The European Southern Observatory already has one of the world’s best planet-hunting tools in the HARPS spectrograph. Installed at the 3.6-meter La Silla telescope in Chile, HARPS is an instrument that can detect the extremely subtle wobbles in a star’s motion that may be induced by the gravitational pull of an orbiting planet.

But the wobble, or radial-velocity, method most readily turns up large exoplanets, some of them many times more massive than Jupiter, that orbit quite close to their host star. Those are the bodies that exert the most noticeable tug on their parent stars. Astronomers would like to find worlds more like Earth: small, rocky worlds on moderately long orbits that keep the planet at a temperate distance from its star.
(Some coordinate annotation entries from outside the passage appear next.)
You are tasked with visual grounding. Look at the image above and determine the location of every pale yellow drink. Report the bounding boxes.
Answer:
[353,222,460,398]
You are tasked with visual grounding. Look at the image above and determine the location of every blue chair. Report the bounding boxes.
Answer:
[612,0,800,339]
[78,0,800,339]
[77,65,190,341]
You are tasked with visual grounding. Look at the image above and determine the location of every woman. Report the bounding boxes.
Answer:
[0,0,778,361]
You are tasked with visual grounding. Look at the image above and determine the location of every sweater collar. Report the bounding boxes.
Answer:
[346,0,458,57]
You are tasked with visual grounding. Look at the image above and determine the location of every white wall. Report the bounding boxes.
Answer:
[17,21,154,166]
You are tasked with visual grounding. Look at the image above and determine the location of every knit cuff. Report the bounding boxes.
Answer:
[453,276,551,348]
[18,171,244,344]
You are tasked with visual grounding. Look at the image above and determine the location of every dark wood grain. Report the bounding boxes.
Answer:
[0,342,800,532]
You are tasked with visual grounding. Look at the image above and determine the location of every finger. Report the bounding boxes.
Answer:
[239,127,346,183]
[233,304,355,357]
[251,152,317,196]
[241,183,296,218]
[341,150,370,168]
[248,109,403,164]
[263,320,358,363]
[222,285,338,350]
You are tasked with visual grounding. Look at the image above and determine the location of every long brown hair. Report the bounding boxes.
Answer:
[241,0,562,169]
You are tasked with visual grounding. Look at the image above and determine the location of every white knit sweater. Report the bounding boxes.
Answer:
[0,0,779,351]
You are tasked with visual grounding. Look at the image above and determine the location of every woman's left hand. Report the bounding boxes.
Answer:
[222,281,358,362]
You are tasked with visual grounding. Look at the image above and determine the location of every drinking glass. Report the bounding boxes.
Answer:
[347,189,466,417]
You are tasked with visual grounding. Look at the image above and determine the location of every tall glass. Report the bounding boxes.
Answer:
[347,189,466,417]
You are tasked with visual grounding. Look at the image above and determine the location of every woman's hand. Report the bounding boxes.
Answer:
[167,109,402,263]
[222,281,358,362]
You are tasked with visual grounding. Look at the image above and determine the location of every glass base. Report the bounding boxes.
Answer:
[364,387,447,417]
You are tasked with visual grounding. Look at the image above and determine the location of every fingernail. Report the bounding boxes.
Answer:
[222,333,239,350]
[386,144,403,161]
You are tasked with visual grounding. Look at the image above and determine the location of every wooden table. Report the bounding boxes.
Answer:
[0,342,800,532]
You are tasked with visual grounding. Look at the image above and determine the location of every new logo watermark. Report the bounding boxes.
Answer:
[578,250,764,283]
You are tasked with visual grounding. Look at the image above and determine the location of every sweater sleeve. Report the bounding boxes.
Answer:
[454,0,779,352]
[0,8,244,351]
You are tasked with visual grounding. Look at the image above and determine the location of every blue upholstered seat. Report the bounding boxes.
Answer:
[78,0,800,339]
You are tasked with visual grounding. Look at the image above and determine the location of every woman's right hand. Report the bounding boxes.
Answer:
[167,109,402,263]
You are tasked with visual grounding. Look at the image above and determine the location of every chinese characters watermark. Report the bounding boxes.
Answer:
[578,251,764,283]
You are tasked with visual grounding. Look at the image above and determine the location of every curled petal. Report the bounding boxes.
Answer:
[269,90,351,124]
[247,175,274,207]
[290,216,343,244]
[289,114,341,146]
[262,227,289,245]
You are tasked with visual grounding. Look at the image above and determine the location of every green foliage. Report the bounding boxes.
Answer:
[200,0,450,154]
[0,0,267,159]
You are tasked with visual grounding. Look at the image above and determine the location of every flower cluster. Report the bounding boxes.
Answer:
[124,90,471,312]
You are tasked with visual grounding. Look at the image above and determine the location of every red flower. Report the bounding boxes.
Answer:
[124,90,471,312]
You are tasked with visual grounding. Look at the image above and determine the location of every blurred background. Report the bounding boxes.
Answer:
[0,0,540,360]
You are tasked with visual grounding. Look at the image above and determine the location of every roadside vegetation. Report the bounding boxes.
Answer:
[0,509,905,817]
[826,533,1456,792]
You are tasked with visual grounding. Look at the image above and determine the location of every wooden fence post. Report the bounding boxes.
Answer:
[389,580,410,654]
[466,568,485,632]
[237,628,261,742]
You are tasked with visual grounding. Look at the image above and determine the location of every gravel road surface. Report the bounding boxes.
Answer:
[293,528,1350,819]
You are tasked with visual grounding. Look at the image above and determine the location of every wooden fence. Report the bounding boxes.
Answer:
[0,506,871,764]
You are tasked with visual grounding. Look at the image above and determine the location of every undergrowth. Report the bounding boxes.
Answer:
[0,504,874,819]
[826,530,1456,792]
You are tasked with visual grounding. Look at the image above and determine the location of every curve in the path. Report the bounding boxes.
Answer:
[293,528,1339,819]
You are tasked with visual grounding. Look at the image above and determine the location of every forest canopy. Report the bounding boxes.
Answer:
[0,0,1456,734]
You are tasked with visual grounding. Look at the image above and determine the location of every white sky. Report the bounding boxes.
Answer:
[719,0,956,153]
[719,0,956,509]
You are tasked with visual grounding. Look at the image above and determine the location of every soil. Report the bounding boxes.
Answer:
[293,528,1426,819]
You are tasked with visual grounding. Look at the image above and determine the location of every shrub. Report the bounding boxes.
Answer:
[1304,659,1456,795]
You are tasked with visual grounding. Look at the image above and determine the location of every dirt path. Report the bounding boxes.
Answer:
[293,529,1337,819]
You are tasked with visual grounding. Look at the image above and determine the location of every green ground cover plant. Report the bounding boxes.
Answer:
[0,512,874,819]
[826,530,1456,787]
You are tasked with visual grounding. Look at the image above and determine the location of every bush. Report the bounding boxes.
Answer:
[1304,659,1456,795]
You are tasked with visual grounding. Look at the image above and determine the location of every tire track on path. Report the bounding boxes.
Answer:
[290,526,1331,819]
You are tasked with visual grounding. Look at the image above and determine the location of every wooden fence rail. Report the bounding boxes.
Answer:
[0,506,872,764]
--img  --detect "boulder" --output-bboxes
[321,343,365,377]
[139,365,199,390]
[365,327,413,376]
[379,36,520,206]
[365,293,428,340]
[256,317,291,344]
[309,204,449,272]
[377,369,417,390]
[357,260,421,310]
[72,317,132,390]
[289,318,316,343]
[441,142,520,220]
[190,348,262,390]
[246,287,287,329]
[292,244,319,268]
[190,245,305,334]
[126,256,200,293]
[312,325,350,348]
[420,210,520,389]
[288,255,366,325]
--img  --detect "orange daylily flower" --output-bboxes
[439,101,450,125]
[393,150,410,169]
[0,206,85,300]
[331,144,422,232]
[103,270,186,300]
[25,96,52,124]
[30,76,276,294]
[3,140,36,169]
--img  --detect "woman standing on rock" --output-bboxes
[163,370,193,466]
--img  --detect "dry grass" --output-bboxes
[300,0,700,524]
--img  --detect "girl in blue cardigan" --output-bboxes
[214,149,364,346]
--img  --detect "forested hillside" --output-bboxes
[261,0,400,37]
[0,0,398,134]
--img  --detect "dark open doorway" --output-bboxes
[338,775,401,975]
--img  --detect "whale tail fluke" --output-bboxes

HARPS can already detect planets that cause their host stars to move a mere meter per second—about the walking speed of a human. But even that remarkable precision has limited usefulness. Earth, for comparison, imparts a velocity of just nine centimeters per second on the sun. Detecting a change so subtle in the spectral breakdown of a star’s light requires an extremely stable light spectrum for calibration and reference. It’s a bit like using a good tuning fork to check if the note from a piano key has gone ever so slightly flat.

Now a group of researchers has developed a calibration technique to make radial-velocity searches more sensitive to smaller, potentially Earth-like planets. In the May 31 issue of Nature, Tobias Wilken of the Max Planck Institute for Quantum Optics in Garching, Germany, and his colleagues report using a device called a laser frequency comb to give HARPS a boost. (Scientific American is part of Nature Publishing Group.)

A laser frequency comb, the researchers explain, emits a series of evenly spaced spectral lines—like the teeth of a comb—“that are as accurate and stable as the atomic clock relative to which the comb is stabilized.” (Instead of a pendulum, atomic clocks use the frequency of an atom’s oscialltion between quantum states as the basis for timekeeping.) Used as an extremely reliable reference light source, the device allows exoplanet-hunting spectrographs to measure mere centimeters per second of motion, the study’s authors report, which “should make it possible to detect Earth-like planets in the habitable zone.”